## transdimensional ABC

**A**nother paper that got arXived recently *(it’s endless, isn’t it?!)* is Transdimensional ABC for inference on invasive species models with latent variables of unknown dimension, by Chkrebtii, Cameron, Campbell, and Bayne. It attracted my attention for at least two reasons: (a) it brings a new perspective on Bayesian inference in varying dimension models (or in multiple models and model comparison); (b) the application is about invasive species, as in our ABC paper on tracing pathways for the Asian beetle invasion in Europe.

**A**fter reading the paper, I however remain unconvinced that a direct duplication of Peter Green’s reversible jump MCMC algorithm is relevant in this ABC setting: this is indeed the central idea of the authors, namely to apply the reversible jump construct in an ABC-MCMC algorithm, with exactly the same validation as the usual ABC-MCMC algorithm where the indicator of a small enough distance between the observed and the simulated data acts as a (biased) estimator of the likelihood function. There is thus no doubt about the validity of the method. What leaves me somehow lukewarm about this idea is the same feature I criticised yesterday in the accelerated ABC paper by Picchini and Forman (which would also apply here), that is, the fact that the acceptance step actually occurs at the prior level, the Metropolis-Hastings acceptance probability being the ratio of the priors over the ratio of the proposals. (Plus a second acceptance step induced by the distance between the observed and the simulated data.)
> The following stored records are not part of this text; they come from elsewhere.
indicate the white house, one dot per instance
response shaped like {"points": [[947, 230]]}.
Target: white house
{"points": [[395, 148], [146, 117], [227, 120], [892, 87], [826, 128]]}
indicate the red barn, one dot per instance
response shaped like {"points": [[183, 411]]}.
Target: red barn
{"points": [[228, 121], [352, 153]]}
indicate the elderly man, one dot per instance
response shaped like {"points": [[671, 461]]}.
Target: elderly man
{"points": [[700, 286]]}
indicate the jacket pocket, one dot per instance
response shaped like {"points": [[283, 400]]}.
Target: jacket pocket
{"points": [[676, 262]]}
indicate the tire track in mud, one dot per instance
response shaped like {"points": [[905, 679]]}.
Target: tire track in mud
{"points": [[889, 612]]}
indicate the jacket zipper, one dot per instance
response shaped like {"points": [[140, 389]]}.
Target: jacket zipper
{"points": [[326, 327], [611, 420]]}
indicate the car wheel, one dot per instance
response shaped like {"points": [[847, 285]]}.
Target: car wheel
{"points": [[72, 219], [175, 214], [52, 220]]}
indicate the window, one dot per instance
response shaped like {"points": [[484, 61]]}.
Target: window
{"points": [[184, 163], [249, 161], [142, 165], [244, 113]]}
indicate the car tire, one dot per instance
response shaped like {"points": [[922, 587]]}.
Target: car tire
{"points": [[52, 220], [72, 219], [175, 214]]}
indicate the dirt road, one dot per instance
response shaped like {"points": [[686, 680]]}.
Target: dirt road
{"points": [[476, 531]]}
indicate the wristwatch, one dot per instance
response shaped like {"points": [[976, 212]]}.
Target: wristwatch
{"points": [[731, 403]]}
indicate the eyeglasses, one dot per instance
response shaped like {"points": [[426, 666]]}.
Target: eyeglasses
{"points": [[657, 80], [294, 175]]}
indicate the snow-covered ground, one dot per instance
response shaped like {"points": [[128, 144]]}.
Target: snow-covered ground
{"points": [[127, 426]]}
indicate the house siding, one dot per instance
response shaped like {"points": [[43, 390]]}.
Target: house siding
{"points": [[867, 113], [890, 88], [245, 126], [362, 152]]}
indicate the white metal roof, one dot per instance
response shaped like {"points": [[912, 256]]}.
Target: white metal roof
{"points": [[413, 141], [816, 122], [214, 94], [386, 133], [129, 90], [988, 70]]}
**T**he application to the invasion of European earthworms in northern Alberta is quite interesting, from the fact that those worms did not crawl their way up there but instead hitch-hiked!, to the modelling of the number of introductions by a Poisson spatial process, to the fact that the ABC algorithm can run with infinite precision! This last point makes me wonder whether or not a regular MCMC algorithm is unattainable for this problem. (However, the authors rely on a two-dimensional summary statistic for each pair *(g,r)*, which helps in picking an ε equal to zero.) The details of the dependence of the observables on the number of earthworm introductions *k* are rather sketchy and I do not see why exactly the transdimensional perspective is needed. *(Marginalia: I do not understand the introduction of D in the second equation of page 5, unless this is an approximation.)*

October 28, 2013 at 4:15 am

I am a little bit confused about the paper in a couple of ways. In most applications of ABC, I would have thought that the density of the simulated data (here these are the latent variables) would be intractable. But because the authors are using local moves to update the latent variables, then these densities appear to be required in the MH ratio. So I am not sure how widely this approach could be applied in ABC.

Secondly I am a bit confused about how the latent variables are generated in algorithm 3. From the notation it appears that it comes from the full conditional (i.e. conditional on data as well). If this were possible, then ABC would not be required. I suspect that this must just be a forward simulation based on model parameters, not conditioned on data.